You’ll think you are, as the other person contorts himself to please you because he believes he’s unlovable, killing himself in the process—and then it will all blow apart, when the other person can’t stand the pain anymore and cheats on you.


(Codependents are known for cheating, y’all. This is why.)


I was supposed to have grown out of this need for emotional fusion with another person by now, so I wouldn’t do this to him or me. My job is to stand my ground and insist he get well, and walk away unless and until he does.


Only I don’t know how to live without emotional fusion. I’m still looking back, back, back into the past, to that golden time when I was happy. (That ended after barely seven years.)


A fine mess, huh?


I keep falling back into that trance, of looking wistfully back to those happy times I had with Simon, and a few with Chi, thinking those were the times I was really happy and that the present moment sucks. That I’ll never be happy again.
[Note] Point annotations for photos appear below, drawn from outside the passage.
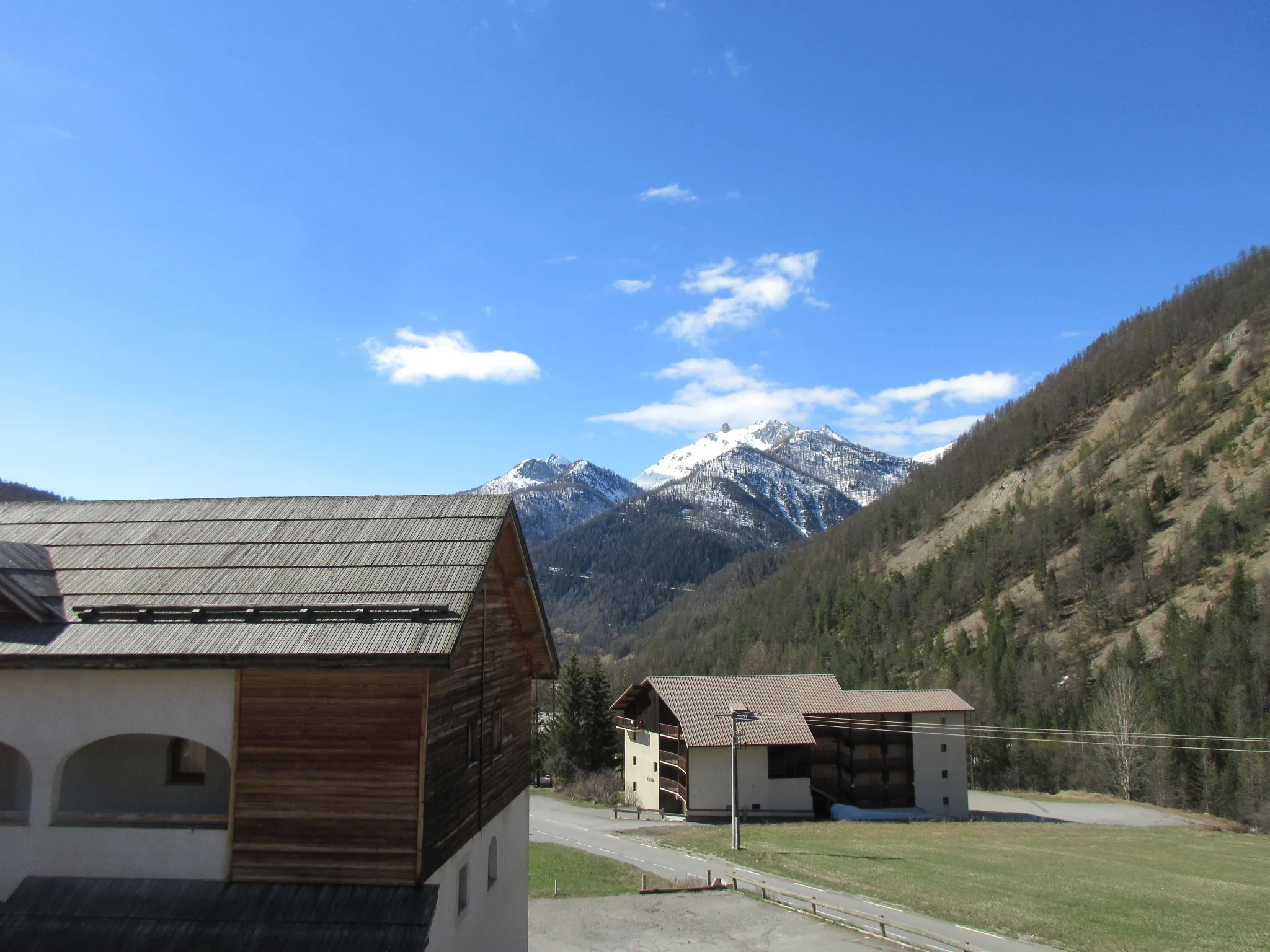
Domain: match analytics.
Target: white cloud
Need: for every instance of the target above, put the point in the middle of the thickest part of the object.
(446, 356)
(970, 389)
(893, 419)
(718, 390)
(630, 286)
(741, 294)
(877, 423)
(670, 193)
That what’s the point?


I do better when I remember that that’s a child’s way of being in the world, a child’s way of looking at life, and that I’m supposed to just be me and focus on me and focus on developing my talents. There’s nobody healthy within a one hundred mile radius, and, as the incident with Jane just demonstrated, if you dandle unhealthy people on your knee and show them endless patience while hoping they’ll finally begin to treat you better … all they do is kick you in the teeth.


I hate to say it, but currently Chi falls into this category.


Anyone who hurts themselves that much is eventually going to explode and hurt everyone else. You can’t treat other people any better than you treat yourself, because treating yourself and other people truly well always involves HONESTY, and it NEVER involves acting. Acting is NEVER kind, because THE TRUTH ALWAYS COMES OUT, and the longer it takes, the more it hurts.


I’m tired of the sick people like my mother and Jane who have serious emotional problems and only want to look at others’ problems and never apply themselves to real, serious work on their own.


I don’t treat other people that way. I work hard so I don’t hurt myself and others, and that’s what love is. I need and deserve someone who will do the same for me.


Chi has one more opportunity to elect to be that person who will apply himself to the work it takes—on HIMSELF, not other people—to be healthy.


I don’t want to be so backward and so stuck in childhood that I’ll accept another Mom or another Jane. Because when it’s your husband or your significant other, being treated like that is the longest, cruelest, ugliest cut of all.


I just need to keep reminding myself: This is a child’s way of being. And I’m supposed to grow up…supposed to grow up…supposed to grow up…supposed to grow up. That means focusing on my talents, developing me, and forgetting about other people.


At the moment, there aren’t any healthy ones out there.